Q: You hadn’t seen the film before the festival?
A: No, I just saw it at the screening with everybody else. But seeing
it for the first time at the premiere — seeing it with a full audience
— it’s sometimes better than seeing it by yourself or in a screening
room with twenty people. You get to feel the full reactions to the jokes
Q: What do you think the movie says about young guys on Wall Street — and their love lives?
A: Wall Street has changed a lot, especially in the last year. I think
what the film signifies is a move from the old way of thinking: What
constitutes a male/female relationship, what people’s roles are, what a
good job really is. It’s a new, recession way of thinking… with people
who maybe don’t go out every night, stay home and read, eat dinner in.
It puts those two worlds, old and new, in stark contrast. It’s kind of
timely and takes a look at what a fulfilling life really means now. I
think when young people see the film, they’ll recognize themselves in
it — and their friends.
Q: Speaking of staying home and reading, a lot of the story centers around Beth’s book club and what they’re reading.
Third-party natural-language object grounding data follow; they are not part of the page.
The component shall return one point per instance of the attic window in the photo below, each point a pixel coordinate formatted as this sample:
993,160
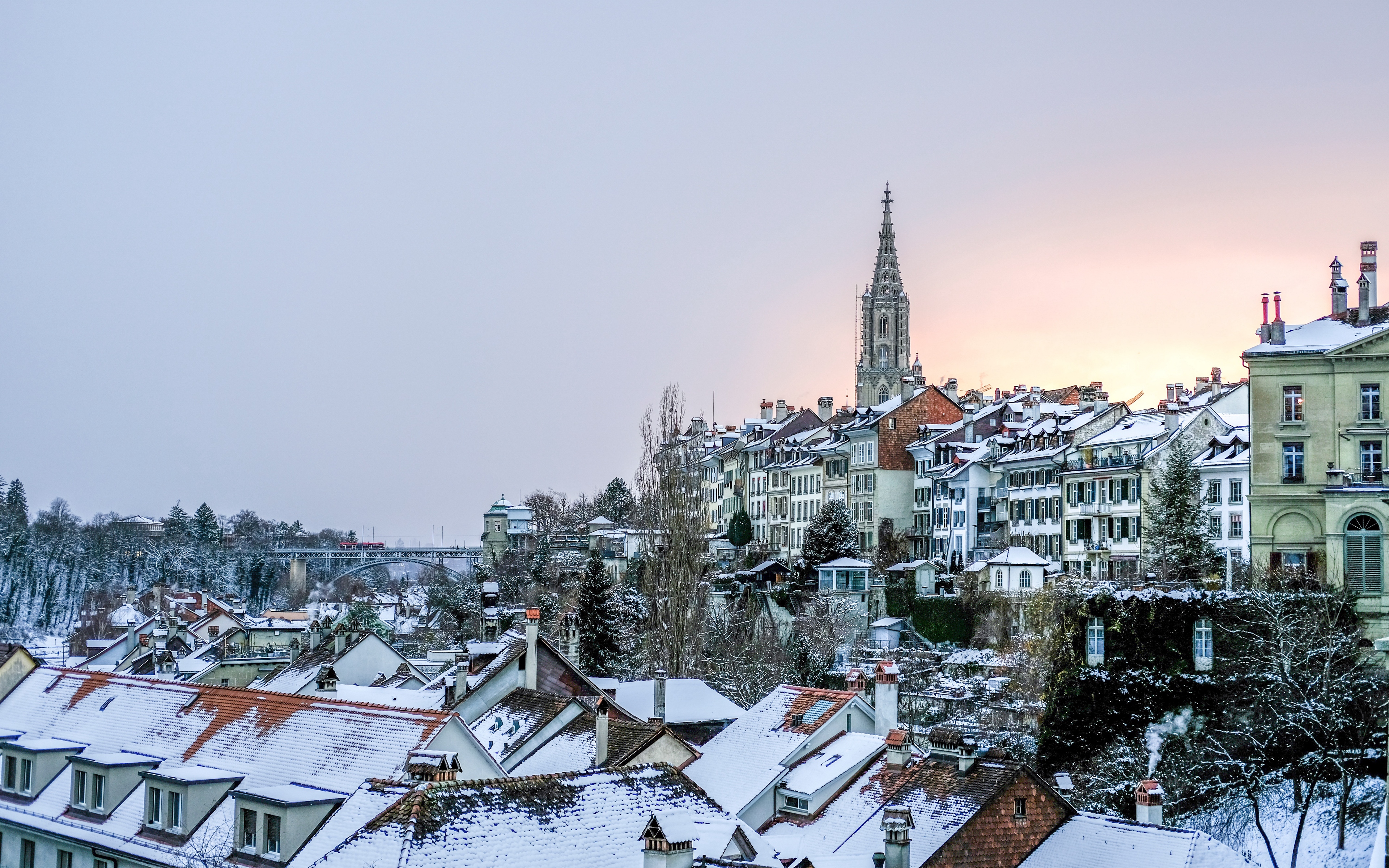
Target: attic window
817,712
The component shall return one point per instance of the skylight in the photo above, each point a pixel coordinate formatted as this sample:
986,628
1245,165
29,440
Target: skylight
817,712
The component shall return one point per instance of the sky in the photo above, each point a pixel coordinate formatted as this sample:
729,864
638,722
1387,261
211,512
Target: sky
373,266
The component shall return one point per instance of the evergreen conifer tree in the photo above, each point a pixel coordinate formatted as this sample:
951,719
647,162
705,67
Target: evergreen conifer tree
741,529
178,523
831,535
205,526
598,620
1177,534
17,505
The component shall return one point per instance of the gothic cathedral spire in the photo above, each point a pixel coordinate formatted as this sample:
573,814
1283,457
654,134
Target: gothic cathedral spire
885,324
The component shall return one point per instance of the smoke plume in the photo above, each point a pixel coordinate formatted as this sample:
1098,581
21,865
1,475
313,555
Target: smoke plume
1170,726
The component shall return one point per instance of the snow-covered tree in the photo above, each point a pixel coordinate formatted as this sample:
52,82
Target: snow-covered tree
598,620
177,524
206,527
831,535
741,529
1177,531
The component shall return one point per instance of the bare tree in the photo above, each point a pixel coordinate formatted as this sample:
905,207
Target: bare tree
670,495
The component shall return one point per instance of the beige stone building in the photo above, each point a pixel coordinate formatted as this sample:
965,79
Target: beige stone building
1317,430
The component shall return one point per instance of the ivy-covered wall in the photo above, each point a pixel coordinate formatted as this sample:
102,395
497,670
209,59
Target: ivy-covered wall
1148,667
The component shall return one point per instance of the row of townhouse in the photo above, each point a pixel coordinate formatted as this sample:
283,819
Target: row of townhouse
1060,473
1317,439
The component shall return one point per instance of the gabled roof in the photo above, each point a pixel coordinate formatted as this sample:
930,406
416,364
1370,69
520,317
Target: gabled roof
1019,556
1089,841
688,701
572,749
517,716
560,821
741,762
941,800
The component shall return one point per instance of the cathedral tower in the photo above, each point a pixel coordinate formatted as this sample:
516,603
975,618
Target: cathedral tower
884,324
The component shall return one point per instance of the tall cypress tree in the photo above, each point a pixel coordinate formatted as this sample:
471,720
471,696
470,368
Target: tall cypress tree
598,620
16,503
205,526
178,523
1177,534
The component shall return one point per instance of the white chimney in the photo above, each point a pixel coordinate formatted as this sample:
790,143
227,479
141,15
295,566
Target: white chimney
659,705
1338,288
896,837
885,698
532,633
600,734
1149,799
1369,256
A: Yeah. Actually, the love-triangle part of the story is based on The Good Soldier,
which Beth and her friends are reading in their club. Apparently,
that’s one of Julio’s [DePietro, the writer/director] favorite books —
so there’s a lot of significance to that. But the rest of the Wall
Street stuff is based on Julio’s experiences when he worked there.
Q: One of the messages of the film is people aren’t always what they seem. To most people, you’re Rory from Gilmore Girls. Do you encounter a lot of preconceived notions based on that?
A: Oh, yeah. But I don’t feel I’m anything like Rory. Aside from
sounding the same — and physically [laughs]. Usually people call me
Rory; I don’t think they actually know my real name. But I was always
happy that she was a great character and very different from other
teenage characters on television.
Q: We actually talked to your The Good Guy co-star Anna Chlumsky (My Girl) about breaking free of child-star associations as an adult. You seem to be having success making that transition…
A: I guess. While doing Gilmore Girls, I wish I had been able to do more roles like I did in Sin City
— roles that were starkly different along the way. But I was working
within my time off from the show every year, which was three months. So
I had a limited pool of possibilities — whatever was going on during
that time. I think it’ll be interesting, now that the show is over, to
see what happens. There are a lot more interesting roles that are
age-appropriate for me now: Young women, in their mid-twenties, from
college age to young professionals. My next film, Post Grad kind of picks up from the stage of life where Gilmore Girls left off. There’s only so much you can do about the way people see you, so I don’t try to fight it too much.
Q: So what’s on your Tribeca Film Festival must-see list?
A: Everything I wanted to see is sold out! Things at the festival sell out so quickly. It’s crazy.